For IHC analysis, we purchased paraffin-embedded tissue sections (normal mammary tissues, and primary and metastatic tumor tissues) of stage II–III patients with breast cancer from SuperBioChips, and stained with immunofluorescence-conjugated anti-human IL33 mAb (R&D Systems), anti-human IL17RB mAb (R&D Systems), or the isotype IgG (BioLegend) as described before (5). The immunofluorescence intensity was automatically measured as pixel counts at two fields per section using a LSM700 Laser Scanning Microscope (Carl Zeiss), and the average was plotted in graphs. For flow cytometric analysis, EDTA-added peripheral blood was collected from healthy donors (n = 4) and patients with stage IV metastatic colorectal cancer (n = 9; age 57–79) after receiving written informed consent (November 2018 and June 2019), according to the protocol approved by the Institutional Review Board at the National Cancer Center (Tokyo, Japan). PBMCs were isolated by Ficoll (Nacalai), and were stained with the specific mAbs (Supplementary Methods). All activities were conducted in accordance with the ethical principles of the Declaration of Helsinki.
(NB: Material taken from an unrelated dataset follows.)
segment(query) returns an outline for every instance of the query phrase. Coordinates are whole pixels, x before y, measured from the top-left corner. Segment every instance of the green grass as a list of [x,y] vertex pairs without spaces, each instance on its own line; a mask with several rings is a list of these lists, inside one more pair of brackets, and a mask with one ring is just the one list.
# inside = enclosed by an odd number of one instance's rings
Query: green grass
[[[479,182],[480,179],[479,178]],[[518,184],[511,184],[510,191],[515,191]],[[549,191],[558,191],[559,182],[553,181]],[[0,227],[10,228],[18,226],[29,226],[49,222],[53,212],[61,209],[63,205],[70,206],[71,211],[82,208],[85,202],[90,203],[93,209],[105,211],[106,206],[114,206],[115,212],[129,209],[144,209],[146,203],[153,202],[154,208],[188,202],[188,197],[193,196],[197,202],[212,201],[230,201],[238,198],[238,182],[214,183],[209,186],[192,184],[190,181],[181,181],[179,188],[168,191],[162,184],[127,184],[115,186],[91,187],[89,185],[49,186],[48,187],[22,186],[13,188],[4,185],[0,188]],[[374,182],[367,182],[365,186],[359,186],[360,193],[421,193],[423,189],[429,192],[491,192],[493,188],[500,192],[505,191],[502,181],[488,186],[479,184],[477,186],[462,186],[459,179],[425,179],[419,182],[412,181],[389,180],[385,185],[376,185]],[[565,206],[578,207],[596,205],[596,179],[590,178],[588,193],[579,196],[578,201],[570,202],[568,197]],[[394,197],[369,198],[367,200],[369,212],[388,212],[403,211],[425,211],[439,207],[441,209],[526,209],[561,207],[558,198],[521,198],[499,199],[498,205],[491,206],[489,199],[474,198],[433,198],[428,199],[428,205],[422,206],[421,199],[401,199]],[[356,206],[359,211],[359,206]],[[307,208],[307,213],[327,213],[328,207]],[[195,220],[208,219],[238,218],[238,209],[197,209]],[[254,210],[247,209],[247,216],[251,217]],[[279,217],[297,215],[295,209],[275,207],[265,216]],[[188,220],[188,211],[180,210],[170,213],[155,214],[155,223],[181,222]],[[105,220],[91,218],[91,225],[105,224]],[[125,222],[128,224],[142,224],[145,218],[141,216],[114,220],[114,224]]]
Data indicate mean ± SD unless otherwise specified. Significant differences (P < 0.05) were statistically evaluated using GraphPad Prism 7 software (MDF). Data between two groups were analyzed by the unpaired two-tailed Student t test. Data among multiple groups were analyzed by one-way ANOVA, followed by the Bonferroni post hoc test for pairwise comparison of groups based on the normal distributions. Nonparametric groups were analyzed by the Mann–Whitney test. Mouse survival was analyzed by the Kaplan–Meier method and ranked according to the Mantel–Cox log-rank test. Correlation between two factors was evaluated by the nonparametric Spearman rank test.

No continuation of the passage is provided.